Una giovane mamma cristiana con un bel pancino, a pochi mesi dall’inizio della sua gravidanza, al momento dei saluti dopo un incontro familiare con una sua parente, anche lei “figlia di Dio”, si sente rivolgere con suo grande stupore le parole di augurio forse più abusate e più frequenti nel mondo: “In bocca al lupo!”. Ma non c’è stata la risposta di rito tipica di queste situazioni: “Crepi il lupo!”; non c’è stata proprio risposta. Infatti la sorpresa è stata così tristemente… sorprendente che la giovane mamma è rimasta senza parole, ma, a mente più serena, ha poi pensato che avrebbe voluto e dovuto dirle: “La vita mia e del mio bambino sono nelle mani del Signore non certo… nella bocca del lupo!”.

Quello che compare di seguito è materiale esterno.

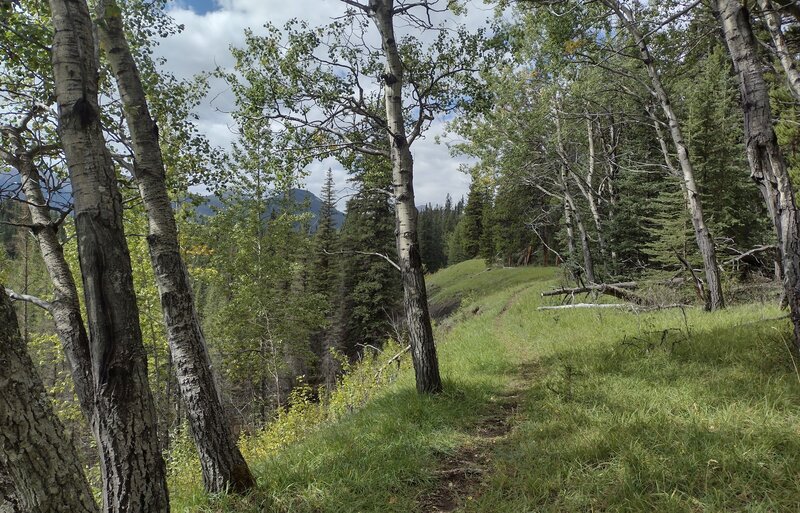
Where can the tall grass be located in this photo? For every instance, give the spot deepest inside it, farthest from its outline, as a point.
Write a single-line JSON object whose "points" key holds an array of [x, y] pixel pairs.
{"points": [[663, 411]]}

Questo episodio, che qualcuno potrebbe giudicare di per sé banale e quindi non degno di attenzione, merita in realtà una attenta riflessione, perché è davvero una gran tristezza quando come figli di Dio ci lasciamo condizionare, nel comunicare i nostri pensieri e i nostri sentimenti, dalle parole o dalle frasi di moda nel mondo intorno a noi. Le parole servono per comunicare quello che pensiamo e che crediamo, quindi delle parole che utilizziamo dovremmo ben conoscere il significato. L’espressione sopra citata, ad esempio, ha acquistato nel corso dei secoli un valore scaramantico. Davanti alla prospettiva di affrontare una prova o una difficoltà certamente non desiderate, si cerca di scongiurarle esprimendo il desiderio che accadano davvero: la tradizione attribuisce quindi alle parole il potere di esorcizzare il pericolo. Quanti usando questa espressione conoscono il suo significato magico e scaramantico? Quanti sanno che è da sempre usata con lo scopo di allontanare la sfortuna e il malocchio?

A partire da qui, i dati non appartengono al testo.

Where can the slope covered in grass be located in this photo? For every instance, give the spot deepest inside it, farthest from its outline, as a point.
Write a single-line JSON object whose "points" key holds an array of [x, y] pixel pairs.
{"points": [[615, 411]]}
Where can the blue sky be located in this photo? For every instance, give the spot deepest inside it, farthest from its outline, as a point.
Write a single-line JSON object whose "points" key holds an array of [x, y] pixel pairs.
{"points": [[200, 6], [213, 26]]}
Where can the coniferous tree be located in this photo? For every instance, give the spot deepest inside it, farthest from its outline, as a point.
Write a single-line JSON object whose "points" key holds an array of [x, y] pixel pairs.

Un figlio di Dio può a parole affidare la sua vita al suo Signore e poi pronunciare auguri di questo genere? “La sorgente getta forse dalla medesima apertura il dolce e l’amaro? Può forse, fratelli miei, un fico produrre olive o una vite fichi?” si chiedeva Giacomo (3:12) per incoraggiare a riflettere sul fatto che le parole che pronunciamo esprimono quello che abbiamo nel cuore e nella mente. E, se la nostra mente è davvero totalmente occupata dalla presenza del Signore e dalla fede nel Signore, simili espressioni di augurio non usciranno mai dalle nostre labbra perché “un fico non può produrre olive”!

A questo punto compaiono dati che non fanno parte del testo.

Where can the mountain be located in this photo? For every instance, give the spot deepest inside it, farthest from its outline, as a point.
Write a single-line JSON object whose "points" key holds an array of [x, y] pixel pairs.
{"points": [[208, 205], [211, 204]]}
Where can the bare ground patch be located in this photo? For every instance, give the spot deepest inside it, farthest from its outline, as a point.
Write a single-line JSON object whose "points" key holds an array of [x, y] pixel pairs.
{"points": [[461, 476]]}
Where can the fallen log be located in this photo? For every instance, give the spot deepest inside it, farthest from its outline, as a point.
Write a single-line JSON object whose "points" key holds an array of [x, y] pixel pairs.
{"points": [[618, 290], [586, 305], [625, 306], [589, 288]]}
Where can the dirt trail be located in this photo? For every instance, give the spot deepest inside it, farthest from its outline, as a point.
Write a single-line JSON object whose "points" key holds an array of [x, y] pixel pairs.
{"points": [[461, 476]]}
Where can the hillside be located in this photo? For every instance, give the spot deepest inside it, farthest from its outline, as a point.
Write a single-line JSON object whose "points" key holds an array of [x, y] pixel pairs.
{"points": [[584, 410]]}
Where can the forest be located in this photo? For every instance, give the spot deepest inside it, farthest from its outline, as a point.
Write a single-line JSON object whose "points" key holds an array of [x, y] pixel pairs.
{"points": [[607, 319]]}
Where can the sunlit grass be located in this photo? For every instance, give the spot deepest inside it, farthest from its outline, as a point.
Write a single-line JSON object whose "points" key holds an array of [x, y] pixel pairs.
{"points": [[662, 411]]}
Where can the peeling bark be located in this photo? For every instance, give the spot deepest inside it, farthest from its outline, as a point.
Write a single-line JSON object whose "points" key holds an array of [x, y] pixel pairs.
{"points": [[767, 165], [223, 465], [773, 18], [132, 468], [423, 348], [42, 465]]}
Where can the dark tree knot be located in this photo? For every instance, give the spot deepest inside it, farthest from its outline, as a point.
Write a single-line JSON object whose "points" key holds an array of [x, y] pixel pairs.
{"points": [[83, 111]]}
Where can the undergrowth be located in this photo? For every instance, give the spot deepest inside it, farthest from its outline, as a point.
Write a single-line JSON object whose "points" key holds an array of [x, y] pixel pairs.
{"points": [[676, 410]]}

Ma ci sono anche altre parole che, condizionati dal loro uso comune, utilizziamo anche noi figli di Dio senza dare a questo fatto il peso e la considerazione che in realtà merita. Quanto è brutto sentire da parte di persone che si dichiarano credenti in Cristo usare le parole “fortuna” o “sfortuna”. Un figlio di Dio in realtà non deve dirsi mai “fortunato”, ma davanti agli eventi che egli giudica positivi e favorevoli della sua vita, può e deve soltanto dirsi “benedetto” dal Signore e non certamente dal caso! Allo stesso modo egli non deve mai dirsi neppure “sfortunato”, perché davanti ad eventi della vita che valuta come sfavorevoli perché in contrasto con quello che per la sua vista limitata egli ritiene essere il suo bene, può e deve dirsi “provato”, messo alla prova dal Signore e non da un casuale destino. “Sia dunque che viviamo (= il massimo della «fortuna»), o che moriamo (= il massimo della «sfortuna»), noi siamo del Signore” (Ro 14:8). La realtà che dovremmo esprimere anche con le nostre parole è l’assoluta certezza che la nostra vita appartiene al Signore e che ogni evento che ci accade è una tessera non casuale nel mosaico del nostro cammino.